- The Washington Times - Tuesday, January 20, 2009

NEW YORK | The dawn of the Obama presidency could not shake Wall Street from its dejection over the banking industry’s growing problems.

After hearing the new president’s inaugural address Tuesday, investors went back to unloading stocks, sending the major indexes downmore than 4 percent and the Dow Jones Industrial Average down more than 330 points.Traders on the floor of the New York Stock Exchange paused at times to watch the inauguration ceremony and Mr. Obama’s remarks, but the transition of power didn’t erase investors’ intensifying concerns about the struggling economy.

Financial stocks led the market lower.
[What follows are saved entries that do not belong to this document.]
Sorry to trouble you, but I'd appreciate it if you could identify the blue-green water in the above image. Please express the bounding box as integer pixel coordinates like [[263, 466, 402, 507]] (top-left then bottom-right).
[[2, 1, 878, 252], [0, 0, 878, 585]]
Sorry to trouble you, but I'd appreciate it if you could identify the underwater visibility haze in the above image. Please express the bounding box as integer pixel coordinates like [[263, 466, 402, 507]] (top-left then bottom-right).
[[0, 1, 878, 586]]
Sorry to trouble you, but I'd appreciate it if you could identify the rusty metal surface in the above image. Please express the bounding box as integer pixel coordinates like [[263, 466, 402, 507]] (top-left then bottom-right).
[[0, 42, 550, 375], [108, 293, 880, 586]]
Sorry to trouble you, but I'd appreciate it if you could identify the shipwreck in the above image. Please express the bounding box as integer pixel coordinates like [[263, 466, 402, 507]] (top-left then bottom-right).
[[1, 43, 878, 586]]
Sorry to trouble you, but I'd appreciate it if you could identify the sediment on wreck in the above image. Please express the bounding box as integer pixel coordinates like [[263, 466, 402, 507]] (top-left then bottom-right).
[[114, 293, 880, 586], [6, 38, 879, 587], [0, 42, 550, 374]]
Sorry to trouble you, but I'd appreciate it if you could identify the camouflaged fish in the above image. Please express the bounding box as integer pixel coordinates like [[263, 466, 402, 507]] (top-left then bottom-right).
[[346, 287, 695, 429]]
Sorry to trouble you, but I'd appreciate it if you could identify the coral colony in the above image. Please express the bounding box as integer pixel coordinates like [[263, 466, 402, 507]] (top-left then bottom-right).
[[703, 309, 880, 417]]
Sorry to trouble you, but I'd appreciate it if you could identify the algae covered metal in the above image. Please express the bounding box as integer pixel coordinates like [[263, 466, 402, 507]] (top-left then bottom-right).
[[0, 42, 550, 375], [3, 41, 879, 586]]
Investors already nervous about the state of U.S. banking were rattled Tuesday by the Royal Bank of Scotland’s forecast that its losses for 2008 could top $41.3 billion, the biggest ever for a British corporation. The British government injected more money into the struggling bank Monday. The government also announced another round of bailouts for the country’s banks.

The moves in Britain are designed to insure banks against further losses and are similar to steps the U.S. government has made to protect Citigroup Inc. and Bank of America. Both companies on Friday reported multibillion-dollar fourth-quarter losses. Citigroup also said it planned to split its operations in two in an effort to return to profitability.

Meanwhile, the Financial Times said that Bank of America will begin cutting as many as 4,000 jobs in its capital-markets unit as it consolidates its operations in that division with those of recently acquired Merrill Lynch & Co.

Investors were uneasily awaiting most companies’ earnings reports to see how badly industries beyond banking are hurting.

“Today’s market is under pressure with fourth-quarter-earnings season (increasing this week), and it may not have been effectively priced into the market yet,” said Arthur Hogan, chief market analyst at Jefferies & Co.

State Street Corp., which had been performing better than most financial services companies, reported a 71 percent drop in fourth-quarter profits as it was forced into billions of dollars in write-downs on its commercial-paper program and investment portfolio. The bank also said it expects 2009 operating earnings to be flat with 2008, below the company’s long-term goal of 10 percent to 15 percent growth. State Street plunged $17.18, or 47 percent, to $19.16.

And Regions Financial Corp., which reported a fourth-quarter loss of $6.24 billion, was weighed down by a hefty charge to reflect declining value in its banking reporting unit. Its stock plunged to a 24-year low of $4.67. It edged back up to $4.71, down $1.36, or 22.41 percent.

The Dow Jones Industrial Average fell 332.13, or 4.01 percent, to 7,949.09, its lowest close since Nov. 20, when the blue chips ended at 7,552.29 - their lowest point in more than five years. It was also the blue chips’ biggest drop since Dec. 1.

During much of Mr. Obama’s address, the average was down about 150 points.

On Inauguration Day, the Dow falls about three-quarters of the time. Traders hadn’t appeared so focused on TV screens since Sept. 29, when the House initially voted against the banking bailout package and the Dow tumbled 777 points.

Broader stock indicators also fell sharply Tuesday. The Standard & Poor’s 500 index fell 44.90, or 5.28 percent, to 805.22, and the Nasdaq composite index fell 88.47, or 5.78 percent, to 1,440.86.

The Russell 2000 index of smaller companies fell 32.80, or 7.03 percent, to 433.65.

Losing issues outnumbered gainers by about 9 to 1 on the New York Stock Exchange, where volume came to 1.72 billion shares.

Bond prices fell. The yield on the benchmark 10-year Treasury note, which moves opposite its price, rose to 2.37 percent from 2.32 percent late Friday. The yield on the three-month T-bill, in demand because it is considered one of the safest investments, rose to 0.12 percent from 0.11 percent late Friday.

Light, sweet crude rose $2.38 to $38.89 a barrel on the New York Mercantile Exchange.